Peki Kültür Bakanlığı’nın korku filmlerine bakışı nasıl, alabiliyor musun destek?
Abi hiç denemedik. Kapıcı diye bir filmimiz vardı bizim. Onunla Atlantik üzerinden Reha Erdem’in Mars’la konuşmalarına rağmen biz hiçbir destek alamamıştık. Sonrasında ben de ümidi kestim tabii. Tamamen yüzümü batıya dönmemin sebebi de oydu zaten.
Ben kast olayını şu yüzden sordum, normalde Türk Korku Sineması’ndaki kastlar özellikle çok isim yapmamış, tanınmadık yüzlerin üzerine gitmeye çalışıyorlar. Ve bunun için bir takım sebepler de öne sürüyorlar. Senin korku anlayışında bu bir şey ifade ediyor mu? Yani isimlerin çok bilinmemiş olması vesaire…
Bu soru birkaç defa yurtdışında da geldi bana ancak böyle seçimler bana hiçbir şey ifade etmiyor. İlk film olmasının bence bir etkisi var.
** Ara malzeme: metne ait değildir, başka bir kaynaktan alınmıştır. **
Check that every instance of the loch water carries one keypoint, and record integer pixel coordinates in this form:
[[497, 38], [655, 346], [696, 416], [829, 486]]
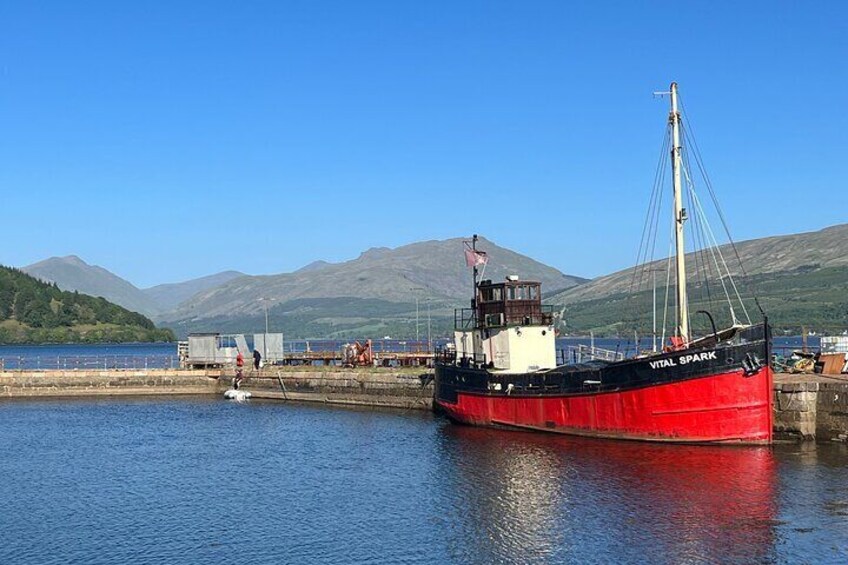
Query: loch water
[[202, 480]]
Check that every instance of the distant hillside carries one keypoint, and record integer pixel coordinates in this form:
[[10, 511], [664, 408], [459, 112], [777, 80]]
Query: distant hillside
[[166, 297], [800, 279], [372, 294], [72, 273], [32, 311]]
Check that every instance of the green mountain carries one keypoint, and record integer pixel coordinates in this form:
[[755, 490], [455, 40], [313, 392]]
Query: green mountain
[[73, 274], [33, 311], [167, 297], [372, 295], [800, 280]]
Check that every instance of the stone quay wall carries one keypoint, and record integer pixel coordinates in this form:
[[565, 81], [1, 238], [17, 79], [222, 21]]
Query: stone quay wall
[[805, 406], [811, 407], [393, 388], [113, 382], [387, 388]]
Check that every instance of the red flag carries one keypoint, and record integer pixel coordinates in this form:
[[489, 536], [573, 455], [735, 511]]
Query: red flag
[[474, 258]]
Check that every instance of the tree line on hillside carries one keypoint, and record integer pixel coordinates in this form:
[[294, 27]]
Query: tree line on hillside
[[32, 310]]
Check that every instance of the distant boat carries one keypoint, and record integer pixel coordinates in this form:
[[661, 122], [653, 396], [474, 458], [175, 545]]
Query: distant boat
[[501, 370]]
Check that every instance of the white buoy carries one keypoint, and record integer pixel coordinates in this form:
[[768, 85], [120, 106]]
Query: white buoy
[[237, 395]]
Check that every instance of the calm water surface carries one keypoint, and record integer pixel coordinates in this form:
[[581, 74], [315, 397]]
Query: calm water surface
[[207, 481]]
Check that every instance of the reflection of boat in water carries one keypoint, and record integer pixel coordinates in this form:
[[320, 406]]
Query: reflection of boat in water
[[558, 499], [502, 369]]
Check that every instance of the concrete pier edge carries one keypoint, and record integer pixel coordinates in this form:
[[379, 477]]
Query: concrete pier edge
[[806, 407]]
Sen çok büyük bir oyuncu ve onun haklı egosuyla bir yolculuğa çıkıyorsun bir film çekerken eğer kastında öyle bir oyuncu varsa. İlla ki bir şeyler ters gidecektir, senden şüphe duyabilir. Sen ondan şüphe duyabilirsin. Gerçi ben gidip en büyük oyunculara da sordum. Hatta İlker Aksum bir ara aradı beni yanımıza geldi “Ben baba rolünü istiyorum.” diye. Baba için farklı bir oyuncumuz vardı. Ben İlker Aksum’u polis şefi için düşünüyordum. Denedim ben cidden ama zorlamadım tabii ki.
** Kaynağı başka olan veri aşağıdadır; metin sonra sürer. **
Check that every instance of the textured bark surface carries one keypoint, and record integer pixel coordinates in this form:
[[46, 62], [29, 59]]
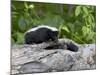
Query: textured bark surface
[[38, 58]]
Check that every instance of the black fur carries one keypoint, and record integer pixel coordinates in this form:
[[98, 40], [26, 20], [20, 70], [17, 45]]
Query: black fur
[[40, 35]]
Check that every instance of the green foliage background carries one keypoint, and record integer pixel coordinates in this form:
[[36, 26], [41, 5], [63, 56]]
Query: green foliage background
[[76, 22]]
Türk izleyicisini etkileyen bir korku altyapısı var. Dini içerikli korku filmleri. Gelenek görenekle beslenen, aslında Halk Edebiyatından gelen, sözlü edebiyatla beslenen bir tür. Bu filminle biraz o türün dışında kaldığını düşünmüyor musun? Sonuçta seslendiğin halkın beğenisiyle yaratılmış bir tür söz konusu ve sen buna muhalif olarak ortaya çıktın.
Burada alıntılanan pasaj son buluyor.